Typically, global coffee buyers chop and change supply to make the most of seasonal growing conditions, says Higgs, who says Easy Jose instead put long-term contracts in place. The other issue is the price of coffee is usually distributed to various middlemen – co-operatives, exporters, importers and buyers – with very little returned to the primary producer, which means they are unable to adopt more sustainable, but more expensive, growing practices.
“We agreed a price directly that was much higher than what they were getting from local co-operatives selling on to exporters,” explains Higgs, who says the Mayni are now the second highest paid indigenous community in Peru. “We make a contracted agreement directly with the community where previously the price was shrouded in mystery, and they never knew if their coffee was going to be bought.”

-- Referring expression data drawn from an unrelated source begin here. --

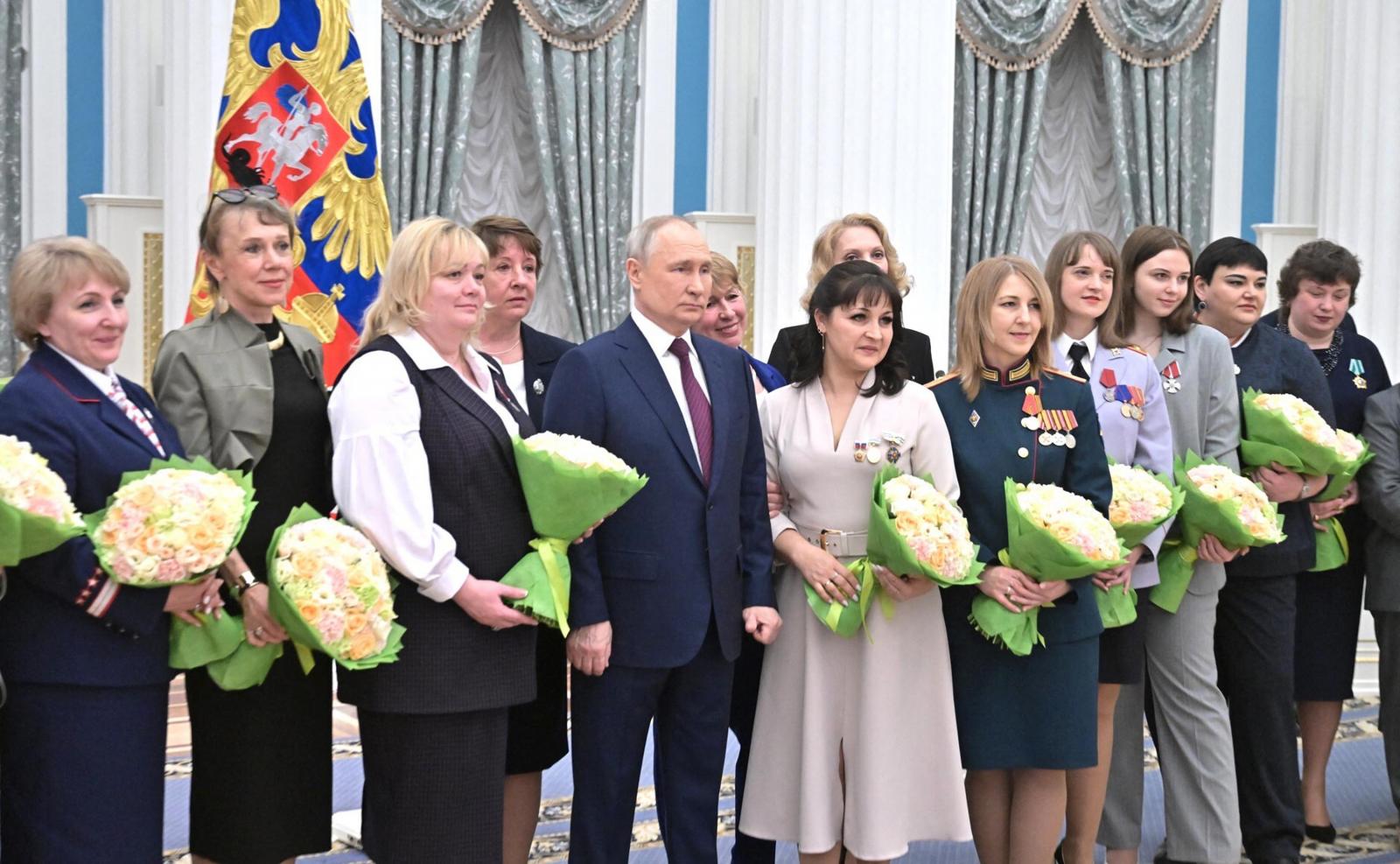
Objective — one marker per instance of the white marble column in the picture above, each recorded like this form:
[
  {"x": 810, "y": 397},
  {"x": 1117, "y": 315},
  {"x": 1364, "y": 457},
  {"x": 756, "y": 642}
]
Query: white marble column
[{"x": 856, "y": 104}]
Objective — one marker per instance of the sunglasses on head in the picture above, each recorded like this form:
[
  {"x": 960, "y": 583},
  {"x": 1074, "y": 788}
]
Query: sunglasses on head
[{"x": 237, "y": 196}]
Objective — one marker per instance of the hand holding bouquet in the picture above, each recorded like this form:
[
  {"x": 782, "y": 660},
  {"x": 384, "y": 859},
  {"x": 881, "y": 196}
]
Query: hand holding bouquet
[
  {"x": 1141, "y": 503},
  {"x": 35, "y": 511},
  {"x": 570, "y": 485},
  {"x": 1334, "y": 546},
  {"x": 1052, "y": 534},
  {"x": 172, "y": 523},
  {"x": 1222, "y": 503},
  {"x": 1281, "y": 427}
]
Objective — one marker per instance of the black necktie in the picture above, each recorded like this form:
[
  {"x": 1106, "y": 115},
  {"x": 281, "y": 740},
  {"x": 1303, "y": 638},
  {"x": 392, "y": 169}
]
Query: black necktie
[
  {"x": 1077, "y": 353},
  {"x": 508, "y": 398}
]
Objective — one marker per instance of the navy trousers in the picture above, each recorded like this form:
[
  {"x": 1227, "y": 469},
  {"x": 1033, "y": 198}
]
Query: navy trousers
[{"x": 690, "y": 709}]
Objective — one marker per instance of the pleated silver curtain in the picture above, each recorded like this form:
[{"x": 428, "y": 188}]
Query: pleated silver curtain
[
  {"x": 1161, "y": 93},
  {"x": 581, "y": 66},
  {"x": 10, "y": 142},
  {"x": 430, "y": 52}
]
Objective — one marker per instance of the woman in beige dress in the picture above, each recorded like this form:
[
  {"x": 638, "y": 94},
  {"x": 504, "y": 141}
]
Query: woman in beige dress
[{"x": 854, "y": 741}]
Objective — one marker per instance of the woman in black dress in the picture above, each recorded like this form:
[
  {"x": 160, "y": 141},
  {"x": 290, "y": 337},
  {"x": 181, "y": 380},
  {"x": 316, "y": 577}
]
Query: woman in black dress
[
  {"x": 1316, "y": 289},
  {"x": 856, "y": 237},
  {"x": 536, "y": 735},
  {"x": 247, "y": 392}
]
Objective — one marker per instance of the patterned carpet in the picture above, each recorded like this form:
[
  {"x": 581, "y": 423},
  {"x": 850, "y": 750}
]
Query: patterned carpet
[{"x": 1358, "y": 796}]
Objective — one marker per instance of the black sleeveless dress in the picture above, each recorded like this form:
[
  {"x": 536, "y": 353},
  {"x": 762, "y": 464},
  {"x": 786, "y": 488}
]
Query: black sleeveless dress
[{"x": 261, "y": 790}]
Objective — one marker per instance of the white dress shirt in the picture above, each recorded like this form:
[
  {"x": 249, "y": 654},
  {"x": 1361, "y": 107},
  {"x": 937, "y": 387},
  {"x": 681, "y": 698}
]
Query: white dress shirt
[
  {"x": 1091, "y": 342},
  {"x": 660, "y": 342},
  {"x": 380, "y": 469}
]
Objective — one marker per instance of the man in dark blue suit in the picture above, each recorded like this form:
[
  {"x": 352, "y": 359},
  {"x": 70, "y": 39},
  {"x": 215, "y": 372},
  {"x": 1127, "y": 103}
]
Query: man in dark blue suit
[{"x": 665, "y": 588}]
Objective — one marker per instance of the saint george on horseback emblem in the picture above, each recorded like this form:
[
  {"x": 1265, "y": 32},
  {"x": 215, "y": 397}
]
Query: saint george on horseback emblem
[{"x": 282, "y": 135}]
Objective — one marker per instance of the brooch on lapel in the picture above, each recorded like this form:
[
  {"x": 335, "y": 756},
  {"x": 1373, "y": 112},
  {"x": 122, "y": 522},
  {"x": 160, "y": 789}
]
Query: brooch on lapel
[
  {"x": 1360, "y": 371},
  {"x": 1172, "y": 378}
]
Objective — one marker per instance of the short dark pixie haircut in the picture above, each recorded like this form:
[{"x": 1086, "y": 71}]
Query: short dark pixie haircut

“There are 350 million bags of coffee coming out of Peru every year, and the Mayni are the fourth highest paid [growers] in the whole country. Our aim is to get them to number one,” he says, proudly.
Money is distributed according to the amount of coffee produced by each member of the community, and there is also a central community plot, where money raised goes toward community projects and infrastructure upkeep.
“The foresight they have with very little access to modern technology; living off their land and protecting their homes. They need the forest for food and for shelter,” says Higgs, who says in this part of the Amazon, communities are vulnerable to attacks by exploitive groups such as miners or people wanting to grow drugs.
Although buying from the Mayni results in a premium coffee that may not currently reach the mainstream, Higgs hopes that part of the result will be to raise awareness of the supply behind such a ubiquitous drink.
“All we’re trying to do is say, ‘have a look at what you’re drinking and why’,” he explains. “What I’m seeing is more and more people are looking in depth at coffee. That is translating into the wholesale sector, where people are asking their local cafes where is your coffee from?”
As word spreads to other indigenous communities in Peru, Easy Jose wants to grow its direct sourcing and pricing model further and create a new blueprint for coffee supply. But it all relies on those in the chain, as well as the end consumer, understanding the value of higher prices.
“In my opinion, the more as an industry we can pay to farmers, the better,” says Higgs. “The more noise we can make, the better impact it will have on the bigger chains.”